1.1.3 Legislative standard need


not be expressed

CASES

• Did the President's executive orders and the power


delegated to the military authorities discriminate against Americans
and resident aliens of Japanese descent in violation of the Fifth
Amendment which restrains discriminatory legislation by Congress
as amounts to denial of due process? The Court found the
President's orders and the implementation of the curfew to be
constitutional. Chief Justice Stone, writing for the unanimous Court,
took into account the great importance of military installations and
weapons production that occurred on the West Coast and the
"solidarity" that individuals of Japanese descent felt with their
motherland. He reasoned that restrictions on Japanese actions
served an important national interest. The Court ducked the thorny
relocation issue and focused solely on the curfew, which the Court
viewed as a necessary "protective measure." Stone argued that racial
discrimination was justified since "in time of war residents having
ethnic affiliations with an invading enemy may be a greater source of
danger than those of a different ancestry (Hirabayashi vs US, 320 US 81).”
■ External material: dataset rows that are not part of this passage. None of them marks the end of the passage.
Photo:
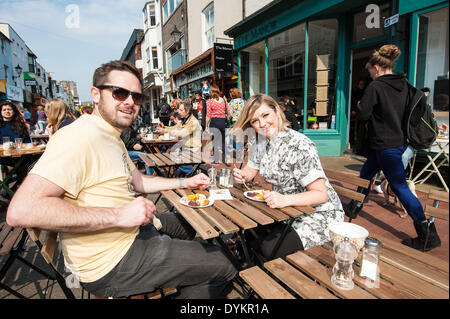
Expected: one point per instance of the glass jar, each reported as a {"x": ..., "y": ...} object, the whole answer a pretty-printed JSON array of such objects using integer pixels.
[
  {"x": 225, "y": 177},
  {"x": 345, "y": 254},
  {"x": 369, "y": 261}
]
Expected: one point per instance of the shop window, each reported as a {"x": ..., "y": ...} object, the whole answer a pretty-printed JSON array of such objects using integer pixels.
[
  {"x": 208, "y": 27},
  {"x": 286, "y": 65},
  {"x": 155, "y": 58},
  {"x": 432, "y": 58},
  {"x": 5, "y": 67},
  {"x": 321, "y": 87},
  {"x": 152, "y": 14},
  {"x": 252, "y": 70},
  {"x": 367, "y": 27}
]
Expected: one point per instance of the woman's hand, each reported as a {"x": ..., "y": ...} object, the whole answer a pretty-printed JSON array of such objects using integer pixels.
[
  {"x": 49, "y": 129},
  {"x": 239, "y": 176},
  {"x": 275, "y": 200},
  {"x": 199, "y": 181}
]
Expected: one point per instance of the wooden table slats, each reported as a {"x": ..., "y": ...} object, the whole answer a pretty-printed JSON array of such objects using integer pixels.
[
  {"x": 156, "y": 160},
  {"x": 273, "y": 213},
  {"x": 250, "y": 211},
  {"x": 234, "y": 215},
  {"x": 205, "y": 230},
  {"x": 297, "y": 281},
  {"x": 264, "y": 285},
  {"x": 412, "y": 253},
  {"x": 215, "y": 218}
]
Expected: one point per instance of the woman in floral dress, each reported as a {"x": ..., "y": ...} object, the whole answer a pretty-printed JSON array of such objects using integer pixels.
[{"x": 290, "y": 162}]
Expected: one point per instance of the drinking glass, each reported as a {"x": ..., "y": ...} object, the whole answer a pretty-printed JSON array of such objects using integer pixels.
[
  {"x": 18, "y": 142},
  {"x": 212, "y": 173},
  {"x": 6, "y": 142}
]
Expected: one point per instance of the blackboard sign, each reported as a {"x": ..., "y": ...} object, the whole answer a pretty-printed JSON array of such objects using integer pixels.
[{"x": 223, "y": 58}]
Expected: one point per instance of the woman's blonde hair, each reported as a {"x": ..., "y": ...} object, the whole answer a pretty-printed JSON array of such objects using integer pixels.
[
  {"x": 250, "y": 107},
  {"x": 214, "y": 92},
  {"x": 384, "y": 57},
  {"x": 56, "y": 111},
  {"x": 235, "y": 93}
]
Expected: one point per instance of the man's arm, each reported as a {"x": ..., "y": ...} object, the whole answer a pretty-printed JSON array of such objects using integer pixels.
[
  {"x": 38, "y": 203},
  {"x": 152, "y": 184}
]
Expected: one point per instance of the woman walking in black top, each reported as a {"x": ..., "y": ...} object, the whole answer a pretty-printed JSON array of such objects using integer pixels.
[{"x": 383, "y": 105}]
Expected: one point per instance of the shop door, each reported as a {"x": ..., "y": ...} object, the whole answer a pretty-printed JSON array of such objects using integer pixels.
[{"x": 359, "y": 80}]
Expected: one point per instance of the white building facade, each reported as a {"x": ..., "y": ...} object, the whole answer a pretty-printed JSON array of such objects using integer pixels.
[{"x": 152, "y": 62}]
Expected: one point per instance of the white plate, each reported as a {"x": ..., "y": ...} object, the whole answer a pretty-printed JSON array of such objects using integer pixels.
[
  {"x": 259, "y": 191},
  {"x": 185, "y": 201}
]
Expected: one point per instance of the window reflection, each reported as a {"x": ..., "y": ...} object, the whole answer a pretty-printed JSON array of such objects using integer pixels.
[
  {"x": 286, "y": 66},
  {"x": 252, "y": 70},
  {"x": 322, "y": 56},
  {"x": 432, "y": 58}
]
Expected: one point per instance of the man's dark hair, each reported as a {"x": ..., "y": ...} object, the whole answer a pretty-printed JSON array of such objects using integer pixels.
[
  {"x": 188, "y": 105},
  {"x": 101, "y": 73}
]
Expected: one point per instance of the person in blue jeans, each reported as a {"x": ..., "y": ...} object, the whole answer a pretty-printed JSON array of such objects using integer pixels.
[
  {"x": 132, "y": 142},
  {"x": 383, "y": 105}
]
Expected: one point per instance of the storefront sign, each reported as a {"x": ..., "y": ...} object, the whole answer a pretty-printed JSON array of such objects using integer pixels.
[
  {"x": 391, "y": 20},
  {"x": 30, "y": 82},
  {"x": 194, "y": 74},
  {"x": 205, "y": 87},
  {"x": 14, "y": 93},
  {"x": 223, "y": 58}
]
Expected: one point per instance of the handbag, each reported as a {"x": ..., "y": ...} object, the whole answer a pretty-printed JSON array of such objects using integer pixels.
[{"x": 228, "y": 118}]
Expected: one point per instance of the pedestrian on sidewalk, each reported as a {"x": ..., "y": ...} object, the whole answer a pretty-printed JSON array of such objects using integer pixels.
[
  {"x": 132, "y": 141},
  {"x": 383, "y": 105}
]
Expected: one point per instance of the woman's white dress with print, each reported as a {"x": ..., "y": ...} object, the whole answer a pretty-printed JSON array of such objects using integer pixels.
[{"x": 290, "y": 162}]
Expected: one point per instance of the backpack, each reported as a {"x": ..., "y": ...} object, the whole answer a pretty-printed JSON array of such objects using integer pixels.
[{"x": 420, "y": 126}]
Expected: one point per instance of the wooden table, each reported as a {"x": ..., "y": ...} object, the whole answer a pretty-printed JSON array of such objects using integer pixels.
[
  {"x": 39, "y": 138},
  {"x": 405, "y": 273},
  {"x": 164, "y": 164},
  {"x": 17, "y": 159},
  {"x": 152, "y": 146},
  {"x": 231, "y": 217}
]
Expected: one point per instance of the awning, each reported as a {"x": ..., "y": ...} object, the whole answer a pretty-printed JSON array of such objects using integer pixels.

The creation and subsequent reorganization of
administrative regions have been by the President pursuant to
authority granted to him by law. The choice of the President as
delegate is logical because the division of the country into regions is
intended to facilitate not only the administration of local governments
but also the direction of executive departments which the law
requires should have regional offices. The regions themselves are not
territorial and political divisions like provinces, cities, municipalities
and barangays but are "mere groupings of contiguous provinces for
administrative purposes."

There is, therefore, no abdication by Congress of its legislative power


in conferring on the President the power to merge administrative
regions. The question is whether Congress has provided a sufficient
standard by which the President is to be guided in the exercise of the
power granted and whether in any event the grant of power to him is
included in the subject expressed in the title of the law. On the
question of standard. A legislative standard need not be expressed. It
may simply be gathered or implied. Nor need it be found in the law
challenged because it may be embodied in other statutes on the same
subject as that of the challenged legislation.

With respect to the power to merge existing administrative regions,


the standard is to be found in the same policy underlying the grant
to the President in R.A. No. 5435 of the power to reorganize the
Executive Department, to wit: "to promote simplicity, economy and
efficiency in the government to enable it to pursue programs
consistent with national goals for accelerated social and economic
development and to improve the service in the transaction of the
public business." Indeed, as the original eleven administrative
regions were established in accordance with this policy, it is logical to
suppose that in authorizing the President to "merge [by
administrative determination] the existing regions" in view of the
withdrawal from some of those regions of the provinces now
constituting the Autonomous Region, the purpose of Congress was to
reconstitute the original basis for the organization of administrative
regions (Chionbian vs. Orbos, 245 SCRA 253).